Daniel Faggella is Head of Research at Emerj. Called upon by the United Nations, World Bank, INTERPOL, and leading enterprises, Daniel is a globally sought-after expert on the competitive strategy implications of AI for business and government leaders.

AI for Theft Prevention and Process Adherence - with Alan from Everseen

Episode summary: In this episode, we speak with Alan O’Herlihy, Founder and CEO of Ireland-based Everseen. Alan speaks to us about how machine vision systems can be used to detect theft or mistakes at a checkout counter (including forgetting to scan items, customers intentionally hiding items, and more). Alan not only explains where these technologies are in use today, but he also breaks down some of his own predictions about what these computer vision systems might make possible in the workplace of tomorrow.

Guest: Alan O’Herlihy, Founder and CEO of Everseen

Expertise: Machine vision for theft prevention and process adherence, retail

Brief recognition: Alan previously studied business and software engineering at University College Cork in Ireland. He has run Everseen full time since it’s founding in 2008.

(For readers with a broad interest in security applications for AI and machine vision may be interested in our full article on the security applications of artificial intelligence.)

Big Idea:

Solving unique machine vision problems (such as detecting certain kinds of theft), isn’t about the best algorithms – it’s about collecting huge amounts of visual data.

Alan frames his vision of the future of machine vision succinctly in our interview:

“AI is going to be a commodity, the land grab is access to the data. If you look at LinkedIn… someone could build LinkedIn in about 6 months. The value isn’t the software, it’s the data inside it.”

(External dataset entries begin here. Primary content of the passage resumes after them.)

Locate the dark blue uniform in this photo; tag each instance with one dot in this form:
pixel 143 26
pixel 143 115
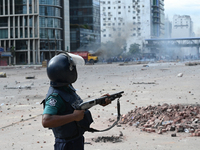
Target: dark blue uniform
pixel 63 101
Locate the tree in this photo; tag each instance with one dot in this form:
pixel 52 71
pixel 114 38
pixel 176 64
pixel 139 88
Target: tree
pixel 134 48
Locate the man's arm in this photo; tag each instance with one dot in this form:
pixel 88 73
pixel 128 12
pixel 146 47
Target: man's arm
pixel 51 121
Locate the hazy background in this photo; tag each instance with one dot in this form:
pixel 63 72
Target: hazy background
pixel 184 7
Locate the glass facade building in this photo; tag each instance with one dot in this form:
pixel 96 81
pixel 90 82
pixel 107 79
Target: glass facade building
pixel 84 24
pixel 158 19
pixel 32 29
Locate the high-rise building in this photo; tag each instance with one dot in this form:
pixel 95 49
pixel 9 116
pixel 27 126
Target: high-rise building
pixel 33 30
pixel 168 28
pixel 182 26
pixel 133 20
pixel 84 24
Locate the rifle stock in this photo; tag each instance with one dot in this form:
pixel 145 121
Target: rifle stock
pixel 101 100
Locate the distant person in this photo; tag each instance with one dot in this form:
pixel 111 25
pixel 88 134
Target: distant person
pixel 60 114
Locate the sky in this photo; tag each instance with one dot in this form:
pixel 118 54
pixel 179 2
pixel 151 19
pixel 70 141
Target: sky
pixel 184 7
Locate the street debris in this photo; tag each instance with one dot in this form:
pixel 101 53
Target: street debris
pixel 163 118
pixel 113 139
pixel 2 74
pixel 180 75
pixel 192 63
pixel 144 83
pixel 18 87
pixel 30 77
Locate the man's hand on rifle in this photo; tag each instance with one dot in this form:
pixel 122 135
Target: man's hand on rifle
pixel 107 100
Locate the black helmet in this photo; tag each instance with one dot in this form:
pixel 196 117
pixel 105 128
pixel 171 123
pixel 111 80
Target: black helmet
pixel 61 70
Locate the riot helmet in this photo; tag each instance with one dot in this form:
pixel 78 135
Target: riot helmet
pixel 61 70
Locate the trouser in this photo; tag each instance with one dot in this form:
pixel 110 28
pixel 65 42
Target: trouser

If retailers of the future want to detect theft with cameras, they’ll need more than the best cameras and the best machine vision algorithms. They’ll need tens of thousands of labeled examples of that theft behavior, captured in many, many video files. Only this kind of information (videos with many permutations of this theft behavior at the checkout counter) – says Alan – will

Companies who want to be on the cutting edge of machine vision should consider firm how they’ll stay ahead in collecting visual data at scale. Just like Google has an advantage in improving it’s search algorithm because of how many searches go through its system, leading machine vision companies in the future will be the companies with the most visual data to access and make sense of.

Interview Highlights with Everseen’s Alan O’Herlihy

Listed below are some of the main questions that were posed to Alan throughout the interview. Listeners can use the embedded podcast player (at the top of this post) to jump ahead to sections that they might be interested in:

  • (3:15) How does a machine vision system “learn” how to detect theft in a retail environment? What is involved in training such a system?
  • (8:15) How do you label the video data to train machine vision systems to detect specific events?
  • (13:15) Where does this kind of machine vision technology apply itself to the future of business? How does it extend beyond just theft prevention?
  • (16:50) How can machine vision be applied to help improve existing business processes (in warehouses, retail environments, etc) by observing existing human work processes?